Lots of college students—and first-years in particular—hope and imagine that with their matriculation into a school of higher learning they have entered, as well, into the heady world of unfettered college-life freedoms followed by the boundless expanse adult-life opportunities. Yes, it’s adorable and sad at the same time, and I try to let them down gently. I really do.
But...
My job as an educator is not to indoctrinate anyone. My job is to trouble minds with added information, to broaden the intellectual and emotional playing field by providing and considering new and different points of view. Especially viewpoints that run contrary to the prevailing attitudes and beliefs that color our current views of the world. All the while, I look and hope to have my own mind troubled and broadened as well. As I’ve said elsewhere in my posts, good education, for me, is all about cognitive discomfort.
You got to squirm to learn.
At the same time, I’m under no illusion that I’m not just another brick in the wall (to channel Pink Floyd). I am. We all are. I was disciplined by school. Then I became one of the discipliners within school—that guard in the tower. If you live in the modern world, you are subjected to modern power. It’s a dilemma perpetually needing to be survived.
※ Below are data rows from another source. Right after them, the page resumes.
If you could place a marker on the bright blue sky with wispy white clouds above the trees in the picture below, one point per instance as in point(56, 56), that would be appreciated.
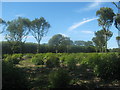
point(76, 20)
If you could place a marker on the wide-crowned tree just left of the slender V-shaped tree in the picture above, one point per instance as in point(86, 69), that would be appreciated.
point(17, 31)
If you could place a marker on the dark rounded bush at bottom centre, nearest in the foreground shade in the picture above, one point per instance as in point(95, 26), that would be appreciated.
point(59, 78)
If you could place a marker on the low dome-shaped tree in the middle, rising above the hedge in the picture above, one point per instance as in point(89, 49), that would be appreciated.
point(59, 40)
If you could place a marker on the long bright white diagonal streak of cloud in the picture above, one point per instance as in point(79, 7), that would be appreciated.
point(80, 23)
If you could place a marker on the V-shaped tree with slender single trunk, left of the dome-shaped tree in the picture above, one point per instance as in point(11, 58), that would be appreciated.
point(39, 28)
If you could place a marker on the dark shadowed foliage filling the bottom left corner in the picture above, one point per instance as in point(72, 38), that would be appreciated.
point(13, 78)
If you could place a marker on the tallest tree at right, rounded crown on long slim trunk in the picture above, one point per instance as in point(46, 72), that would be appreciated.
point(105, 21)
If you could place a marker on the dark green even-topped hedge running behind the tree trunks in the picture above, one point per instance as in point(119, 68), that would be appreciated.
point(45, 48)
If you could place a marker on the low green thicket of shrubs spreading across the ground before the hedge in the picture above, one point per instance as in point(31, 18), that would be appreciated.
point(104, 65)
And while I know that my depiction of school above is, well, on the dismal side, make no mistake: I am wholly convinced, as well, that school represents THE best opportunity for someone to be exposed to ideas that run counter to the knowledge-power mindlock of current hegemonic ideologies and groups.
(Cue the inspirational music...)
Across the country and around the world, teachers at all levels work bravely to present fuller and more accurate pictures of the world to their students. For their efforts, such educators routinely go underpaid and frequently get disparaged. And now, in many locations, they also suffer outright attack from individuals and factions incited by hate and exhibiting no idea whatever of what they’re bellyaching about.
This is bullshit.
Yet, take heart. Foucault adamantly insists that modern power is ever under the pressure of change. Just because one batch of folks occupies the high ground today, that doesn’t mean they’ll still be there tomorrow. Hegemony is always contested. That means power can be won by people and ideas whose goals are not rife with control and bigotry and greed.
Hm...might school move us in that direction? Yes we can. While exasperation is practical, hope is useful. In future posts, we’ll explore opportunities and strategies pointed out by Foucault (and others) that can lead to useful transformations in modern power.